Enquanto isso, a Ferrari segue alheia ao que acontece “lá embaixo” e, em 2002, aumenta ainda mais os seus recursos com o patrocínio da Vodafone, o gigante das telecomunicações. Esse mesmo ano, a Ferrari é acusada de violar o regulamento com os seus defletores flexíveis mas, no fim, tudo fica por isso mesmo.

Em 2003, parece haver um reagrupamento entre as três equipes mas foi só uma ilusão devida aos pneus irregulares da Michelin que equipavam McLaren e Williams. Quando deixam de ser utilizados, tudo volta à “normalidade”. Em 2004, a FIA estabelece que os motores devem ter maior autonomia e, uma vez mais, a Ferrari é a grande beneficiada, pois eles já tinham o motor mais fiável.

Como vemos, parece haver uma clara relação entre a competitividade das três equipes a as condições em que tiveram que desenvolver-se. Na minha modesta opinião, há três fatores que influenciaram decisivamente no rendimento da Ferrari: o primeiro, foi a entrada de Todt e o regresso de Barnard. O segundo, foi a entrada de Goto e o terceiro foi a entrada da Bridgestone.

Os efeitos destes três fatores foram sucessivos e acumulativos, melhorando aequipe um após o outro de maneira continua e inexorável. O talento de John Barnard, ao estabelecer os alicerces técnicos da equipe, foi fundamental no seu ressurgimento e posterior progresso, e a decisão de Jean Todt de aproveitar isso, contratando gente que havia trabalhado com Barnard, foi simplesmente genial e permitiu que o projeto avançasse sem ruptura, convertendo-se o francês no verdadeiro artífice da estabilidade desfrutada pela equipe nestes anos. A grande maioria dos engenheiros que passaram pela Ferrari tinham trabalhado com Barnard e a maioria deles ainda segue na equipe.

Com Osamu Goto, a Ferrari teve acesso ao segredo da superioridade dos motores Honda e logo se beneficiou disso. Os motores italianos que normalmente já eram muito bons, passaram a ser excelentes e com uma fiabilidade jamais vista. Quando a Sauber passou a receber esses motores, Goto foi para lá também, talvez para vigiar que nenhum estranho ponha a mão neles.
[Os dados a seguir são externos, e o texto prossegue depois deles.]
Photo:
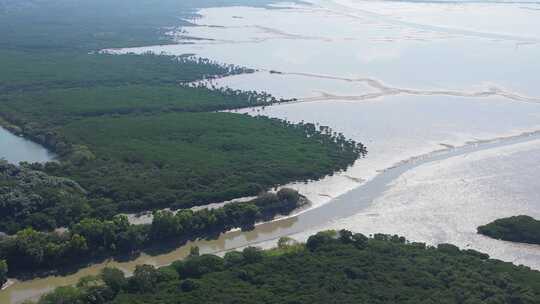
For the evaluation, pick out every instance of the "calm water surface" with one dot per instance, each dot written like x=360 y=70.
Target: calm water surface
x=408 y=79
x=15 y=149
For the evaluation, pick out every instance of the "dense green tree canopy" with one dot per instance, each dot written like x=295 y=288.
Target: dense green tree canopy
x=344 y=267
x=522 y=228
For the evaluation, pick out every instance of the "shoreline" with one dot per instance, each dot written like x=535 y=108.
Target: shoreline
x=302 y=220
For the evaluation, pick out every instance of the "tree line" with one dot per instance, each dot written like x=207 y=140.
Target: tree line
x=331 y=267
x=30 y=251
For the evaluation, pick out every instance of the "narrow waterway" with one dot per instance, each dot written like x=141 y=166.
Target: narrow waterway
x=15 y=149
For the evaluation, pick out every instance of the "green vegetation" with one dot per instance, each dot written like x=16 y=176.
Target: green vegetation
x=132 y=133
x=3 y=272
x=331 y=268
x=30 y=251
x=31 y=198
x=522 y=228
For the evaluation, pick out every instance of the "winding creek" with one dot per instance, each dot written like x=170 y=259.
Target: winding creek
x=446 y=101
x=15 y=149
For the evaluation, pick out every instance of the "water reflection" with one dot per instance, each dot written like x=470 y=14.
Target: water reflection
x=15 y=149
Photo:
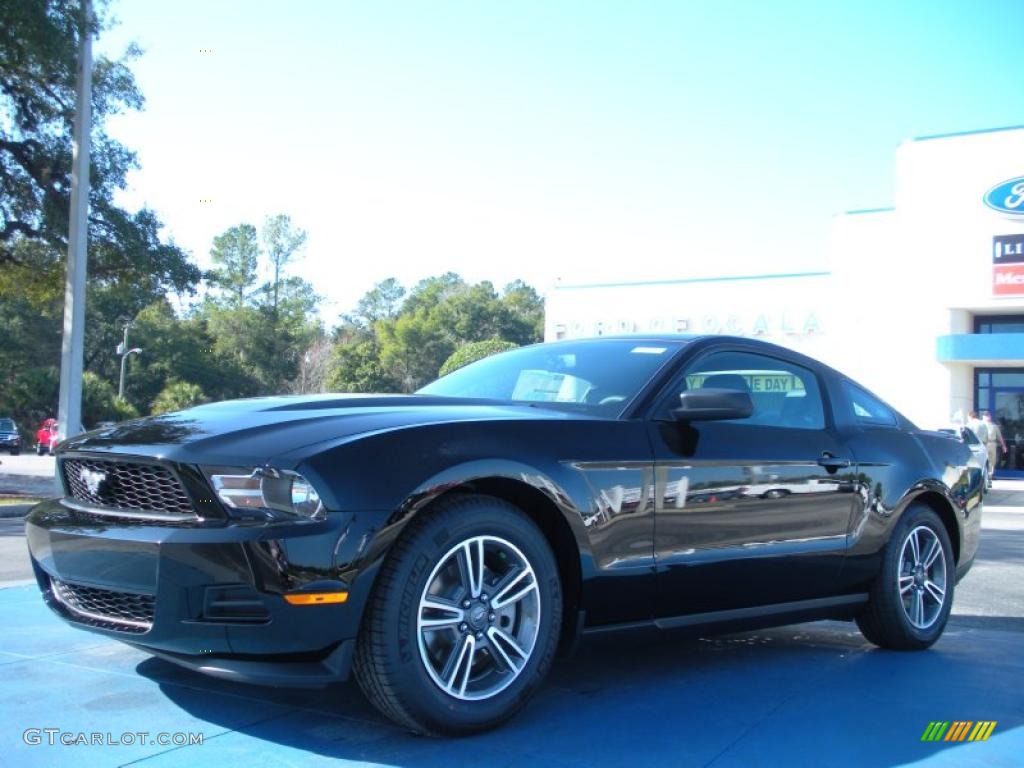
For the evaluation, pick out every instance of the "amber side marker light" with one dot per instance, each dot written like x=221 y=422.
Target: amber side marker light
x=316 y=598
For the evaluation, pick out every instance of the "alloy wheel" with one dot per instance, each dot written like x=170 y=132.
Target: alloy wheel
x=923 y=577
x=478 y=617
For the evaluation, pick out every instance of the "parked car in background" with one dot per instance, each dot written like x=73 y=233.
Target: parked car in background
x=443 y=545
x=46 y=437
x=10 y=438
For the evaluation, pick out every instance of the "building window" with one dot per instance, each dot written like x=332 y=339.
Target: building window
x=998 y=324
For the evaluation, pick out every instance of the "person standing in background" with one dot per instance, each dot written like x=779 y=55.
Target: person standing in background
x=993 y=437
x=977 y=426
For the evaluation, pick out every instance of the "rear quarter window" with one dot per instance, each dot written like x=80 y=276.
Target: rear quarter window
x=867 y=409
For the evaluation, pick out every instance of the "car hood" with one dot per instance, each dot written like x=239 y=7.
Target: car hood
x=253 y=431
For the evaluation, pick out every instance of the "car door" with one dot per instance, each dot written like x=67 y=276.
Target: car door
x=749 y=512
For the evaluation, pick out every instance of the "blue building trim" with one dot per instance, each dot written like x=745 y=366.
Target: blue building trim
x=686 y=281
x=963 y=347
x=861 y=211
x=968 y=133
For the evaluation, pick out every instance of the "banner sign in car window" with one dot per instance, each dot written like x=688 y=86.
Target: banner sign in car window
x=1008 y=265
x=757 y=381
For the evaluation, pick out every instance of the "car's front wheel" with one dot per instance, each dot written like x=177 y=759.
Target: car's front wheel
x=464 y=619
x=909 y=602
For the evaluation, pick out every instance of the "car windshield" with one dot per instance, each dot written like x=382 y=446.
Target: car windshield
x=597 y=375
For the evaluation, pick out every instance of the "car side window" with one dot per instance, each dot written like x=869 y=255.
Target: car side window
x=867 y=409
x=784 y=394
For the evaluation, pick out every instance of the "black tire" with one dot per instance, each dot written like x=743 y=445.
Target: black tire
x=391 y=664
x=886 y=621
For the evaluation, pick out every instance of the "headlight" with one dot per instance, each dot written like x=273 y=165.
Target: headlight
x=266 y=489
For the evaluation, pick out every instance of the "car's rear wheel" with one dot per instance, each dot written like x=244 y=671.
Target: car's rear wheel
x=909 y=602
x=464 y=619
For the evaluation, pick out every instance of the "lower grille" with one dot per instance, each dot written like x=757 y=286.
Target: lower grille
x=126 y=611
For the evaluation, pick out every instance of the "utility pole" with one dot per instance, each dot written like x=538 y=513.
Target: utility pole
x=70 y=409
x=125 y=352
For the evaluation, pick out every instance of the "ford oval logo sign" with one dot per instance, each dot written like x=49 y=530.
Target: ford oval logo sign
x=1007 y=197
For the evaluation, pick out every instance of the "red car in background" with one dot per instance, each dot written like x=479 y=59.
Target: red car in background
x=46 y=436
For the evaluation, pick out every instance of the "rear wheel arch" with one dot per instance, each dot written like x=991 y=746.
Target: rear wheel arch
x=942 y=507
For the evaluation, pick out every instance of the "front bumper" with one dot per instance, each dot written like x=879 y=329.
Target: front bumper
x=208 y=597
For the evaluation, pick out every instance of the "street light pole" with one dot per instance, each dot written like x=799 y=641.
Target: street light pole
x=70 y=402
x=124 y=351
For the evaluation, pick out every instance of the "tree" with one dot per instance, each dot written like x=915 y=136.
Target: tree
x=99 y=402
x=129 y=265
x=473 y=351
x=380 y=302
x=413 y=347
x=379 y=347
x=235 y=255
x=356 y=367
x=178 y=395
x=39 y=41
x=282 y=243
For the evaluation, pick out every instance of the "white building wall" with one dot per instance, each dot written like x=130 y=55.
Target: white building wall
x=891 y=283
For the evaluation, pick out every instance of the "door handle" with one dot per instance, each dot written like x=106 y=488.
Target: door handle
x=832 y=462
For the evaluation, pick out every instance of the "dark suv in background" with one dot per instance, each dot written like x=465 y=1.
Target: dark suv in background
x=10 y=438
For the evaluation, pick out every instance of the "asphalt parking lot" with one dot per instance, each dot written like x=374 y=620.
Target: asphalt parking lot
x=814 y=694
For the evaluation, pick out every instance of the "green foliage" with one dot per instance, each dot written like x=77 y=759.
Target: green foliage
x=402 y=349
x=235 y=255
x=129 y=266
x=356 y=368
x=473 y=351
x=99 y=401
x=178 y=395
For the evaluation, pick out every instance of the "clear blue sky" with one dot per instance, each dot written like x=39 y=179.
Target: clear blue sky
x=582 y=140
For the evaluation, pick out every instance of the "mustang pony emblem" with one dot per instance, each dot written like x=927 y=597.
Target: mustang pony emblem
x=92 y=479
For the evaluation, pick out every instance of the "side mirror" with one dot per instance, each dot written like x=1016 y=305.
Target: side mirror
x=713 y=404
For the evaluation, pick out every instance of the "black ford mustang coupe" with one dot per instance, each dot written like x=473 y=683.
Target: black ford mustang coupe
x=442 y=546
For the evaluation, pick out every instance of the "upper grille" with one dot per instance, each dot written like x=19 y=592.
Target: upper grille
x=126 y=611
x=126 y=485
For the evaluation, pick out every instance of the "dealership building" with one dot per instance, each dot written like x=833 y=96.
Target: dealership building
x=923 y=302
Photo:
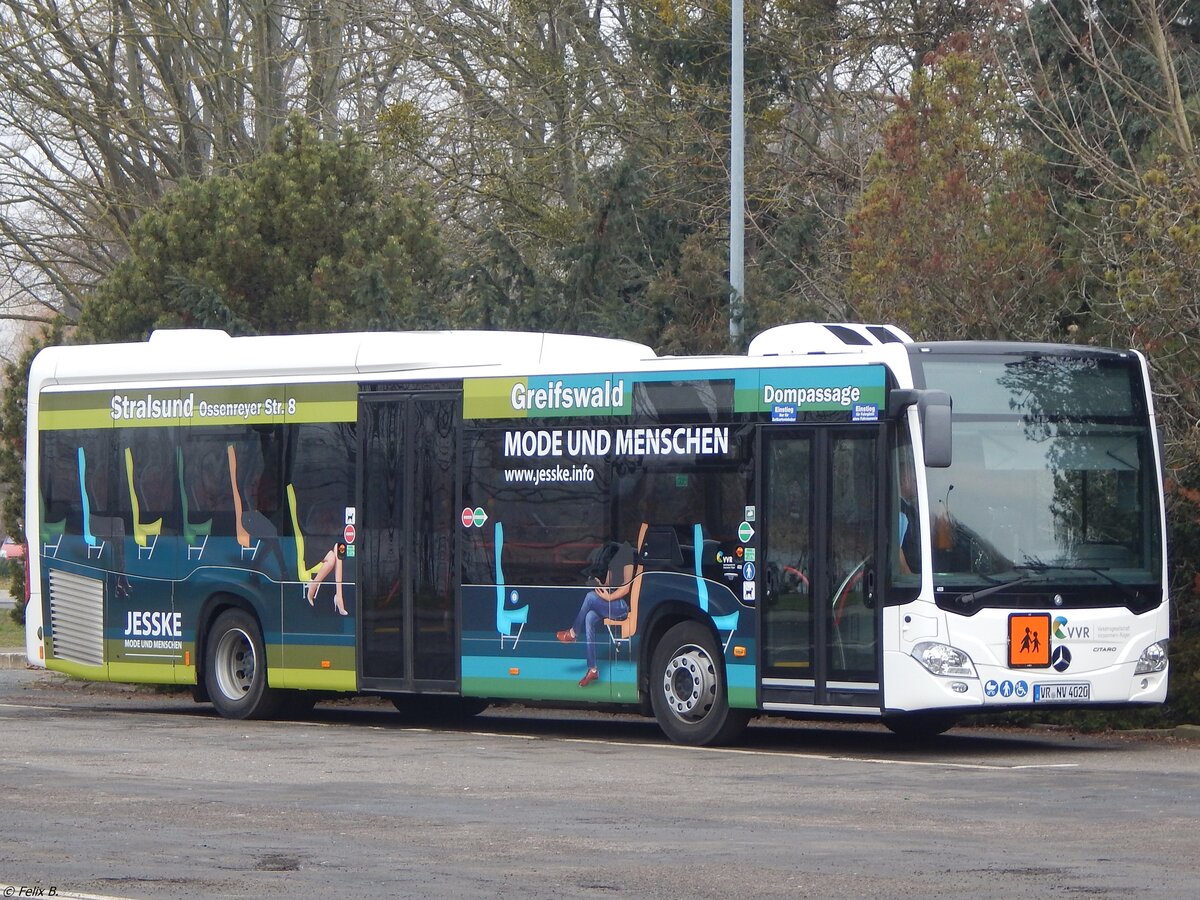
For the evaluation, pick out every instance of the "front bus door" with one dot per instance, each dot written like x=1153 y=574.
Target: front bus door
x=407 y=493
x=819 y=498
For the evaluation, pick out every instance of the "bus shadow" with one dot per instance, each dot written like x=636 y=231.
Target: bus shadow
x=981 y=744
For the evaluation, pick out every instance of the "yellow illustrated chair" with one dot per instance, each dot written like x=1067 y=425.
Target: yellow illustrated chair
x=239 y=511
x=304 y=573
x=145 y=534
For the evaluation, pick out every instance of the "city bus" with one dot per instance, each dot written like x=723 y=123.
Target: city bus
x=843 y=523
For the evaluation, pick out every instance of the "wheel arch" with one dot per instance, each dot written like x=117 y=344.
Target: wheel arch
x=661 y=619
x=213 y=606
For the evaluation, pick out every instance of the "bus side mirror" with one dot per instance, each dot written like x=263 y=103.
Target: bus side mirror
x=934 y=409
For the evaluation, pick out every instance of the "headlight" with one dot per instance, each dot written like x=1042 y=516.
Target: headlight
x=945 y=660
x=1153 y=659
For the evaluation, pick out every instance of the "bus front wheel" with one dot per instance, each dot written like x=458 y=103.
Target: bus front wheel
x=688 y=689
x=235 y=669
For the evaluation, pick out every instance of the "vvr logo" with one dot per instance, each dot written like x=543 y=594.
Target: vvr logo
x=1063 y=631
x=1060 y=659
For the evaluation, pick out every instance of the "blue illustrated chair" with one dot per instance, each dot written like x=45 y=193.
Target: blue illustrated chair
x=724 y=623
x=507 y=617
x=51 y=532
x=91 y=540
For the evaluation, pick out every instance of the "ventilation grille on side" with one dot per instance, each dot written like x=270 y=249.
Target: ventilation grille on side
x=77 y=617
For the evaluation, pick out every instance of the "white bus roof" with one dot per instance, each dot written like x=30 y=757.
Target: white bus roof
x=213 y=354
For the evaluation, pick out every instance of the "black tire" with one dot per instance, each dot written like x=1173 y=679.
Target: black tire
x=688 y=689
x=921 y=726
x=235 y=669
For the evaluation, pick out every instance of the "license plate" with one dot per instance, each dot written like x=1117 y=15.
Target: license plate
x=1061 y=693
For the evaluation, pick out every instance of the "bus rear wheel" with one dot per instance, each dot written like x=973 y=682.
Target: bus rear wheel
x=688 y=689
x=235 y=669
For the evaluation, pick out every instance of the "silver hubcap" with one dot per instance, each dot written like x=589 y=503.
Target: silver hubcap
x=235 y=664
x=689 y=683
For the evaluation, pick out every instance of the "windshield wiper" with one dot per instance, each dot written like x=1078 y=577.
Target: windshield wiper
x=971 y=597
x=1126 y=591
Enquanto à Bridgestone, pouco pode ser dito. Os seus pneus simplesmente são os melhores e desenvolvidos em íntima colaboração com a Ferrari e para a Ferrari. Neste caso a relação causa-efeito é claríssima, pois o período de domínio da Ferrari coincide com a presença do pneu japonês.

Por último, não devemos esquecer que tudo isto não teria sido possível sem contar com generosos patrocinadores. As milionárias injeções de capital da Marlboro, Shell, Vodafone etc., fizeram realidade reunir uma numerosa e eficiente equipe de engenheiros e dotar-lhes do melhor equipamento disponível para o seu trabalho. A presença de bons pilotos foi o aditamento perfeito para toda a estrutura construída e M. Schumacher, adaptou-se perfeitamente a essa estrutura. Muito se comenta sobre os intermináveis testes que Schumacher leva a cabo na equipe, o que realmente é admirável e diz muito em favor da profissionalidade, perseverança e vontade de superação do alemão. Porém, devemos ter em consideração que fazer isso demanda respeitáveis somas de dinheiro e, se os outros pilotos não fazem o mesmo, é por falta de recursos, pois não creio que seja por falta de vontade.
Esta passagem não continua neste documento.